Monday, May 17, 2010
Watching and Waiting for the Gift of the Spirit
The stage is set for the end. It seems that there is always something coming to an end, and this time of year is no exception. There is the end of the school year, the end of spring is just around the corner, and the stage is set for the end of the Easter Season. But the end of one thing is always the beginning of something new.
During Holy Week we recalled the life, death and resurrection of Jesus. We remembered how one human being was caught up into the Divine Mystery in such a way that a difference was made in God, and in humanity. God was no longer a God who was adored from a distance; now the Eternal God is one of us forever. The end of Jesus’ life was the beginning of life for all of creation in God. What God has done in Jesus is the promise for all of humanity: fidelity to the Word of God will bring us eternal life. It is this that will be the measure for our judgement. Jesus’ passion revealed to us how God is a God with us, even in moments of utter defeat and rejection. Jesus’ cry on the cross was not something done for the reader of the gospel; it was a real cry of feeling abandoned by God in the most empty moment of his life. But God was not far from him. In fact God was with him throughout the ordeal and won out over the apparent defeat of Love. God raised Jesus, and in so doing, raised all of us to the exalted place of his sons and daughters. The end of Jesus’ life was the beginning of life forever in God.
The season of Easter is not about flowers and bunny rabbits. It’s about life for all of creation in God. What God has assumed into his very self was what we celebrated this week: all of creation is brought into the heart of God; the human and the frail is wedded forever with the Divine and the eternal.
We began Easter with hope; we end it with more hope. The writer of the Book of Revelation shares with us his vision of the New Jerusalem. It is not just something that comes from above and is imposed on us. The New Jerusalem is made now, here amid the muck and the mire of daily life. The promise of Jesus’ resurrection is what we have been baptised into. A life of death, yes. But a life of love and unity based on the relationship of Jesus with his Father.

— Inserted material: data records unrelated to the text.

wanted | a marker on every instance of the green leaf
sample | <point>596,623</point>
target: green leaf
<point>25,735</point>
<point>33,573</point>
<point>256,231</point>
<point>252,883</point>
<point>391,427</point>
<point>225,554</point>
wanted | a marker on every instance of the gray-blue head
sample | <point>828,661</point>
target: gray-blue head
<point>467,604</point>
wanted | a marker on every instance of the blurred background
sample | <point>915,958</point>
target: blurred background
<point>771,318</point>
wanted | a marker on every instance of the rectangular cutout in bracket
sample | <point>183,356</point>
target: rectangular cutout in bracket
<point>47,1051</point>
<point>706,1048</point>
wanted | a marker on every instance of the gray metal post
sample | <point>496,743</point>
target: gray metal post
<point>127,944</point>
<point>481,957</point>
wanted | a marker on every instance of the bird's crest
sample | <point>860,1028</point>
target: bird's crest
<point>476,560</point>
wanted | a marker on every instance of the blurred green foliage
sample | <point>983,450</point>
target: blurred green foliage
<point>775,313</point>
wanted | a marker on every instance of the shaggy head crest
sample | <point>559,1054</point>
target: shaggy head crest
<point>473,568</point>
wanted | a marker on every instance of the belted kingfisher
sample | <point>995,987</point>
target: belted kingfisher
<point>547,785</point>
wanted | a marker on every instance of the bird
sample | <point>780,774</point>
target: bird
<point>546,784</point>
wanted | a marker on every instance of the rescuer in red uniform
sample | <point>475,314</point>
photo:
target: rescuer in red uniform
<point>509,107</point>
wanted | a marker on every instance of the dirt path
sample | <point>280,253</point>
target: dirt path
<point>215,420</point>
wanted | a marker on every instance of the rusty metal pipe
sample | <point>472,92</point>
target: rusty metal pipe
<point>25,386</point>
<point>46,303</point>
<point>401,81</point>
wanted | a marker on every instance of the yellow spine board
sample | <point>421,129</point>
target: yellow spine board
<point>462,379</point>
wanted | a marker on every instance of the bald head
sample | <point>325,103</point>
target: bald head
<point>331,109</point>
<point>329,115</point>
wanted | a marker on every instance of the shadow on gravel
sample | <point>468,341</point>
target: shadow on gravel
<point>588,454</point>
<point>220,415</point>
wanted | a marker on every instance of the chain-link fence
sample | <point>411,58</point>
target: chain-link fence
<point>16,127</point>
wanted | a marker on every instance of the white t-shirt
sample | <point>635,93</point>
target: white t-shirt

We draw close to the coming of the Spirit at Pentecost next week. The same Spirit that raised Jesus from the dead is present, offering us the same offer given to Jesus. If we have heard anything this Easter, we have heard that we are to be Jesus’ love for our broken world, a brokenness that was very evident in the past seven weeks. Just as the Spirit unites the Father and the Son in a relationship of Justice and Peace, we are united with one another in the same Spirit that is as close as the air we breath. The unity Jesus speaks about is not far fetched. Jesus is the Alpha and the Omega, the Beginning and the End, the Morning Star in the night darkness. May his light burn brightly in all our hearts.